FEMA pulls disaster funds from the South to help the East Coast

Tropical Storm LeeThe Federal Emergency Management Agency (FEMA) has announced that it will be freezing some of the disaster aid for the Southern U.S. in order to focus more resources on the East Coast to help the recovery effort in the wake of Hurricane Irene. Many Southern states are still struggling to recover from disastrous events earlier in the year. As Tropical Storm Lee surges through these states, Missouri Governor Jay Nixon is looking for answers. Ahead of the storm, Nixon has issued a letter to FEMA challenging the agency to justify its move to freeze aid to Southern states.

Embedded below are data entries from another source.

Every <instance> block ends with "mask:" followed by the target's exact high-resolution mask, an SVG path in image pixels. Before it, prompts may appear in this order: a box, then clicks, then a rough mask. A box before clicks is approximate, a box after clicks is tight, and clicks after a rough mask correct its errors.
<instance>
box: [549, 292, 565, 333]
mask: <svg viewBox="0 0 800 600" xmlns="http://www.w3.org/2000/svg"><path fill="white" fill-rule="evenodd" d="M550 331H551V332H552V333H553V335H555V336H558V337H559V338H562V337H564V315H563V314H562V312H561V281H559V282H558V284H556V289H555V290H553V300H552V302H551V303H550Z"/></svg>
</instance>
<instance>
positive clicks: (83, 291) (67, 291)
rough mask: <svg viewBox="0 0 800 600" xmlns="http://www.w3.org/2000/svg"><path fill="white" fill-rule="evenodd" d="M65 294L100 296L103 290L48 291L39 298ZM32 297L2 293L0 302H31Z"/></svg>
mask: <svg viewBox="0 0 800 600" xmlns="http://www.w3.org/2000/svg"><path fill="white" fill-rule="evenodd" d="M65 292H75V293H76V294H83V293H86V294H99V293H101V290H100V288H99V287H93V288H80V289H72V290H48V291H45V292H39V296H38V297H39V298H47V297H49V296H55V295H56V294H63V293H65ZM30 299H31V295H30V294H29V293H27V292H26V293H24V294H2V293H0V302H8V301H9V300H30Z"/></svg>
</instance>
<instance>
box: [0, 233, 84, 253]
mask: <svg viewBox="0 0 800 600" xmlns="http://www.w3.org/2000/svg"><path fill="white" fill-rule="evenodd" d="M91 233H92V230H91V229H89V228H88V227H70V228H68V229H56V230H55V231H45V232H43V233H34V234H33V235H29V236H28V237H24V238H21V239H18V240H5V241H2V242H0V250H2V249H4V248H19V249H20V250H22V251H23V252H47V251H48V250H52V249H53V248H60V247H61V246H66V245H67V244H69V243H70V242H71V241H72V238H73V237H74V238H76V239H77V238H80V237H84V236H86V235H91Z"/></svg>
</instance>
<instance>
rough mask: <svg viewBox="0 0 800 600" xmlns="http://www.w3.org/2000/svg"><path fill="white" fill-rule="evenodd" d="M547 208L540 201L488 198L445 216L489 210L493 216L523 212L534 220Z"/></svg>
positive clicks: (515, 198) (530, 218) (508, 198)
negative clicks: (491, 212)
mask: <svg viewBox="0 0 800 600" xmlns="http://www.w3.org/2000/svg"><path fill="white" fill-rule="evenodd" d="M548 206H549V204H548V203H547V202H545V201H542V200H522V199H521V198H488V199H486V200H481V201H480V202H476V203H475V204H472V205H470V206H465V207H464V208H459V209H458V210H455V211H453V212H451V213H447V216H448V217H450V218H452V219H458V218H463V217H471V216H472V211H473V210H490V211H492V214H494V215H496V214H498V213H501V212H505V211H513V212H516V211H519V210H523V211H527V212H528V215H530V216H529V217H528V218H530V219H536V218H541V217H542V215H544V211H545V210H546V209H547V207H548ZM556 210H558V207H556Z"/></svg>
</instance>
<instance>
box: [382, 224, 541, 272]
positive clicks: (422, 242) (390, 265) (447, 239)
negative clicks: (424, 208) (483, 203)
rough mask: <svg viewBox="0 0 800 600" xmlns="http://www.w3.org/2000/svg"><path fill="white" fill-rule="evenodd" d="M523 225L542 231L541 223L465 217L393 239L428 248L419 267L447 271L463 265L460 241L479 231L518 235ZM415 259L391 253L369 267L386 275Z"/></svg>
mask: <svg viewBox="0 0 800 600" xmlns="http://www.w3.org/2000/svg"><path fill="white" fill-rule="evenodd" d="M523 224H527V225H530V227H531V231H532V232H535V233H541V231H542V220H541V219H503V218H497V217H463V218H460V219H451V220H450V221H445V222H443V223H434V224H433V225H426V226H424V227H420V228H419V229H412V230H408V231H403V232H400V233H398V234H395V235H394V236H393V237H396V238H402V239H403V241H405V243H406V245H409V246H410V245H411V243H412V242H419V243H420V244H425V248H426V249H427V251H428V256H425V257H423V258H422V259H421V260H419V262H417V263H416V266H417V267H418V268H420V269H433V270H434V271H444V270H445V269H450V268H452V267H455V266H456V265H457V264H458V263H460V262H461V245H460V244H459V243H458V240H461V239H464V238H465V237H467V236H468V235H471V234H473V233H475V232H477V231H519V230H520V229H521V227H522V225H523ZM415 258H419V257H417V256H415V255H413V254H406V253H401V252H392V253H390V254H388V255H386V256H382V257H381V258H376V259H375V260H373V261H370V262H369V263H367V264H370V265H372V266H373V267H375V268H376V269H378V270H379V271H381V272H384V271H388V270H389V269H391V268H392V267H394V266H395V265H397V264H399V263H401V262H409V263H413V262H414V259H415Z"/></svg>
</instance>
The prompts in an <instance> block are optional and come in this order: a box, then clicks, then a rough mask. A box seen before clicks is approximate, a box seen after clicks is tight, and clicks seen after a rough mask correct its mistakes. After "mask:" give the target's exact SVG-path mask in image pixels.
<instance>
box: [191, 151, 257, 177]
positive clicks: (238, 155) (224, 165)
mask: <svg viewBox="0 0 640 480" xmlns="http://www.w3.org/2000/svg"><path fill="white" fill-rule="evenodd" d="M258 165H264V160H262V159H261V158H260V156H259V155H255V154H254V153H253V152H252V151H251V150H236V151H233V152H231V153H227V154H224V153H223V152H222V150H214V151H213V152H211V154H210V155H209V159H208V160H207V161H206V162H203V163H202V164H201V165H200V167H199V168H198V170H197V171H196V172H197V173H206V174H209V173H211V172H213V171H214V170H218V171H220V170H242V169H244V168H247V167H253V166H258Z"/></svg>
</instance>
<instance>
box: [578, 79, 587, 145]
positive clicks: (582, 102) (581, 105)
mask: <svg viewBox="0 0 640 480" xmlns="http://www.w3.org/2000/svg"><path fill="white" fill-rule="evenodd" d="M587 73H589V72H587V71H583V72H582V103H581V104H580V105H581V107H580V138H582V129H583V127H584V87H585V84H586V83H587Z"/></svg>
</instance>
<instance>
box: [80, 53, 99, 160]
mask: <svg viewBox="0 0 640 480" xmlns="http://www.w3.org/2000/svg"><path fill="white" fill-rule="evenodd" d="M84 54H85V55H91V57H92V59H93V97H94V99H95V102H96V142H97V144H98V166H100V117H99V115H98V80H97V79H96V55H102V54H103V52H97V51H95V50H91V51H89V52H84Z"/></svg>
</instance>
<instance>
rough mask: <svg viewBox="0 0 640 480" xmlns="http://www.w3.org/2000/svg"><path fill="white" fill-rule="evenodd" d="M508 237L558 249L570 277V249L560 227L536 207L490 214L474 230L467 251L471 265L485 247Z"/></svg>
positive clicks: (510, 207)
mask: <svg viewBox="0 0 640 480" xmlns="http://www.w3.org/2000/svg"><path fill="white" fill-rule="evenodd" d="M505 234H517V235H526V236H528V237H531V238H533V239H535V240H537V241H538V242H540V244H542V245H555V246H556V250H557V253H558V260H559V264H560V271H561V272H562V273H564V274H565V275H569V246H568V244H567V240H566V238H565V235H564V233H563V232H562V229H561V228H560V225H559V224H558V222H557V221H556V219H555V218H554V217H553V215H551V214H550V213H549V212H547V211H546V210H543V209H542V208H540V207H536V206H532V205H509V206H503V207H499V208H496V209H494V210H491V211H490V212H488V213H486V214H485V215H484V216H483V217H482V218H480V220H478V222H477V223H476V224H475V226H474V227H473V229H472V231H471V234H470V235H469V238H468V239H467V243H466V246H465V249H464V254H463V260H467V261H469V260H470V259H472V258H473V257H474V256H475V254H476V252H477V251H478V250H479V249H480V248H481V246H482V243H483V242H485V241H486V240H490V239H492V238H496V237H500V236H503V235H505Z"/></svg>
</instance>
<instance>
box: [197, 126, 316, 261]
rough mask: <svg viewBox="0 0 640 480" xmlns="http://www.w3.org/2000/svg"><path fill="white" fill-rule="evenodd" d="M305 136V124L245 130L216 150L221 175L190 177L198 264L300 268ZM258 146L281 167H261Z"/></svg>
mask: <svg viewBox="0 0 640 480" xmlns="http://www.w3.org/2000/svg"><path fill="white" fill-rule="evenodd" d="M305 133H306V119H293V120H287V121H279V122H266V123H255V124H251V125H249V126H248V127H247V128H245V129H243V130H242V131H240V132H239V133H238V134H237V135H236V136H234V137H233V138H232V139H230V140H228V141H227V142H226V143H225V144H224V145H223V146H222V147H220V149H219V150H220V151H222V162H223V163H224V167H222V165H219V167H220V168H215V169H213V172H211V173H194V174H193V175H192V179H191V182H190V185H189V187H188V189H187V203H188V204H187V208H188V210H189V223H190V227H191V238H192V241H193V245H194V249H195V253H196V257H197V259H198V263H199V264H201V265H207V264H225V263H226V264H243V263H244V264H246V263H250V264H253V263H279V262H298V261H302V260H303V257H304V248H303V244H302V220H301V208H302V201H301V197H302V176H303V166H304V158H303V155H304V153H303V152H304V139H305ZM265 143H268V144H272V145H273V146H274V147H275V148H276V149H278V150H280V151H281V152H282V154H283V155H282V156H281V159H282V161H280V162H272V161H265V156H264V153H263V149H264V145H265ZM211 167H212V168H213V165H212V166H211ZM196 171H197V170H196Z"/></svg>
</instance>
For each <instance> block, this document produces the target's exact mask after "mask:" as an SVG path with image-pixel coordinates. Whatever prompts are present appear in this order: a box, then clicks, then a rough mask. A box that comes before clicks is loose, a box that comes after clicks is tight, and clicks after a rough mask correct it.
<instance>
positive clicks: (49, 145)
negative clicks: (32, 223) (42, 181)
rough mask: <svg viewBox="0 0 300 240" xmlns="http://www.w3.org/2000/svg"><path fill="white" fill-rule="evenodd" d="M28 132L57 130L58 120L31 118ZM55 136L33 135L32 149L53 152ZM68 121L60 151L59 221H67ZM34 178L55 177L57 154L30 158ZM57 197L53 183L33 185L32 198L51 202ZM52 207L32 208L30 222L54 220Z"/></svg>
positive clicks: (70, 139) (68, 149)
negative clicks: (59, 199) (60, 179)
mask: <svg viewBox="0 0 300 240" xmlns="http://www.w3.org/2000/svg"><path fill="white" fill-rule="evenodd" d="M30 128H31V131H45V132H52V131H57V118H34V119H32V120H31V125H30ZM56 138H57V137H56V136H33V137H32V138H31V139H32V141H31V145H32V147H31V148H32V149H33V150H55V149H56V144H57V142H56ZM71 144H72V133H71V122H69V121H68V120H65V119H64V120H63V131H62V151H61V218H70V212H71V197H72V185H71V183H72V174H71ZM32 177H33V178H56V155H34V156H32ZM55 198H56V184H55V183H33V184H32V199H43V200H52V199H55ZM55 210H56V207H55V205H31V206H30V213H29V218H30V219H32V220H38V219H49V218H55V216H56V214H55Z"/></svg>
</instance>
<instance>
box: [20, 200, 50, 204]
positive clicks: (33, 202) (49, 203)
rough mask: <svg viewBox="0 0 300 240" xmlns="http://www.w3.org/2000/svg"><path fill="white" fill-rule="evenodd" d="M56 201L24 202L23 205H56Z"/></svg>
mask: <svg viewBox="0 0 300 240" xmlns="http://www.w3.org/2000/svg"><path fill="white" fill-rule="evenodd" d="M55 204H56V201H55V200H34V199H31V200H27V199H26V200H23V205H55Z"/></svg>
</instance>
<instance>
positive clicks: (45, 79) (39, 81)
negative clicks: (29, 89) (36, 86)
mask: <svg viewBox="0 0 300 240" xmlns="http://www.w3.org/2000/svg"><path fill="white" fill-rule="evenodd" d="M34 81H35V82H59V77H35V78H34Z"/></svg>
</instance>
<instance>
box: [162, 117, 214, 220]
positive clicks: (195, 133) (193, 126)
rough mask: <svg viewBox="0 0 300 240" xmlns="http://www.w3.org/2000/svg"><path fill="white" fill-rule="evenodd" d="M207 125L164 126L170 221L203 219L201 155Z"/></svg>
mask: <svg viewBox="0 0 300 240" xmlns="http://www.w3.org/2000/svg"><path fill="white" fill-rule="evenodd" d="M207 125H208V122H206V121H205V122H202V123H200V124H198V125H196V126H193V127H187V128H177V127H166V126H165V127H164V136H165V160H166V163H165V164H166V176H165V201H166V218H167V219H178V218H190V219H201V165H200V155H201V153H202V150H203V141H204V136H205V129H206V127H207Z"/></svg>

Earlier this year, several catastrophic storms wrought havoc in Missouri and its surrounding states. The devastation of these events is most apparent in Joplin, Missouri, which was struck by an F-5 tornado late April. A sizeable portion of the small town was left in ruins and is now considered a representation for much of the year’s natural disasters.  Insurance companies have been laboring to restore some semblance of normalcy to many states impacted by recent storms, but Tropical Storm Lee’s coming does not bode well for an industry running short on capital.

Lee has already caused widespread flooding throughout much of the south and will continue to do so as it travels further inland. The storm is expected to pass through Missouri, adding to the state’s already costly problems. FEMA had initially planned to funnel funds into Southern states to help with recovery, but the agency decided to focus its efforts on the East Coast after the passing of Hurricane Irene. To date, the agency’s disaster fund has less than $1 billion, much of which is being withheld in the event of future disasters.

FEMA has yet to respond to Governor Nixon’s demands for answers. Officials say that a response will be issued in a timely manner.